TaxMama’s® TaxQuips The Deadline is Coming! The Deadline is Coming!

(Title – with apologies to the film – The Russians are Coming! The Russians are Coming!)



It’s TaxQuips time from® .
Today TaxMama® wants to talk to you about the very last filing deadline for calendar year taxpayers filing 2021 tax returns.


Dear Family,

The time has come, the Walrus said, to speak of many things.
Of needless delays, sad tales and ignoring all the nagging pings.

(apologies to Charles Lutwidge Dodgson)

The good news is, you have a couple of extra days to finish filing all your 2021 final returns  – until Monday, October 17, 2022, instead of October 15th.

That includes personal tax returns and calendar-year C corporations returns (among certain others).

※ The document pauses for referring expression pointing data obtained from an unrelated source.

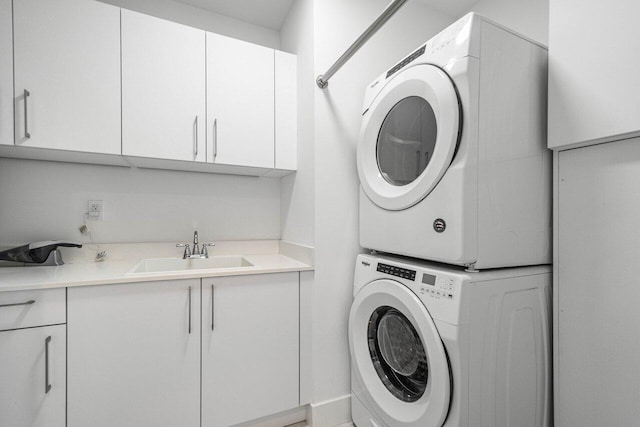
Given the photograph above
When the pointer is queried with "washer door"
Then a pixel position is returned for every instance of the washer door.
(398, 355)
(408, 137)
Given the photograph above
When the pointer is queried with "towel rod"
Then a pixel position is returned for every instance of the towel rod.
(323, 79)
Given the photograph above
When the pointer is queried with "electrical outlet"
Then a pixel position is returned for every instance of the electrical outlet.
(95, 211)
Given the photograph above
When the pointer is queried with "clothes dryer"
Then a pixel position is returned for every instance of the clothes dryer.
(433, 345)
(452, 155)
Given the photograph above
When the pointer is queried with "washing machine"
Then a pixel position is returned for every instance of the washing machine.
(434, 345)
(452, 155)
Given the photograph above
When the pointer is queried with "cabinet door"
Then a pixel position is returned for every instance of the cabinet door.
(67, 75)
(6, 74)
(250, 347)
(597, 321)
(594, 84)
(32, 377)
(134, 355)
(240, 102)
(286, 95)
(163, 89)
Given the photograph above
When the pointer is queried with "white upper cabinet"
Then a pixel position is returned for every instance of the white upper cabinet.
(286, 102)
(163, 89)
(67, 75)
(594, 84)
(240, 103)
(6, 74)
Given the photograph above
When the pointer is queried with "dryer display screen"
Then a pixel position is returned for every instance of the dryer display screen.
(405, 273)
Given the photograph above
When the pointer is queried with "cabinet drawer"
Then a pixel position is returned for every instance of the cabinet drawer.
(24, 309)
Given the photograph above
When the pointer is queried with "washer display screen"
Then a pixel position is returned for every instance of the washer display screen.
(429, 279)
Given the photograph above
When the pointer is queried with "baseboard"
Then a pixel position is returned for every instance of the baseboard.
(330, 413)
(291, 418)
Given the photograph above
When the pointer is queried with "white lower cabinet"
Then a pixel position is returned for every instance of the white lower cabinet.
(250, 347)
(32, 377)
(213, 352)
(134, 355)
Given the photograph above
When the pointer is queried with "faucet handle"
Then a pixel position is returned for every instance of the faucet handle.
(205, 252)
(187, 251)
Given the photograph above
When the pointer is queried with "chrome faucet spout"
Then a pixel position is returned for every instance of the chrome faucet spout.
(196, 249)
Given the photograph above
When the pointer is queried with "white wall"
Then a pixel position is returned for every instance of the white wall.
(337, 123)
(298, 193)
(46, 200)
(203, 19)
(528, 17)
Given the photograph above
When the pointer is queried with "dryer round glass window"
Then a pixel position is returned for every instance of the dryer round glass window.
(406, 140)
(398, 354)
(409, 135)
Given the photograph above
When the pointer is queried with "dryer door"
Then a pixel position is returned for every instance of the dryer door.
(409, 136)
(398, 356)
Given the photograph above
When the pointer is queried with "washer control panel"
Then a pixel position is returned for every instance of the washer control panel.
(393, 270)
(441, 287)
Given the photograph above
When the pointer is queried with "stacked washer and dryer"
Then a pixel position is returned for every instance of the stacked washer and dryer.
(450, 324)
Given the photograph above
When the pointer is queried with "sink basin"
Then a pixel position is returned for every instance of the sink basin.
(167, 265)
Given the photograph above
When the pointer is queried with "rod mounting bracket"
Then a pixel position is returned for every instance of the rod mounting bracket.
(321, 82)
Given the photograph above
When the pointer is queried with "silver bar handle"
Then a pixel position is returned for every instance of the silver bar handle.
(196, 149)
(26, 112)
(47, 385)
(323, 79)
(212, 301)
(18, 303)
(189, 309)
(215, 138)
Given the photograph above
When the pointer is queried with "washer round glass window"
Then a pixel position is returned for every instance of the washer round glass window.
(398, 354)
(406, 140)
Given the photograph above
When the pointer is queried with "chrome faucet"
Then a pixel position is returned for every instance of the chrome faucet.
(197, 252)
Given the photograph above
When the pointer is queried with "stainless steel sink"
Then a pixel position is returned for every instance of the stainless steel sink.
(168, 265)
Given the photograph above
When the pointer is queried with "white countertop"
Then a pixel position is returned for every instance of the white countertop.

The better news (depending on your perspective) for filing deadlines – is the additional time, until February 15, 2023, available to people who were affected by the various, hurricanes, storms and disasters including Alaska, the entire East Cost, and even Puerto Rico. (Yup they file US returns, too.)

The bad news

And this is really, really bad. Tax professionals are reporting actual threats and hostile actions from their last minute procrastinating clients. This isn’t just something to brush aside. Tax professionals have actually been shot by angry clients – and the industry is responding.

Many tax professionals have now come to the conclusion that they will be firing uncooperative clients. Some will be fired now – even with just a few days left to go. Others will be given solid deadlines to meet next year – and if not met, those clients will be shown the door. Still other clients who have been bullying and rude will be rejected forevermore.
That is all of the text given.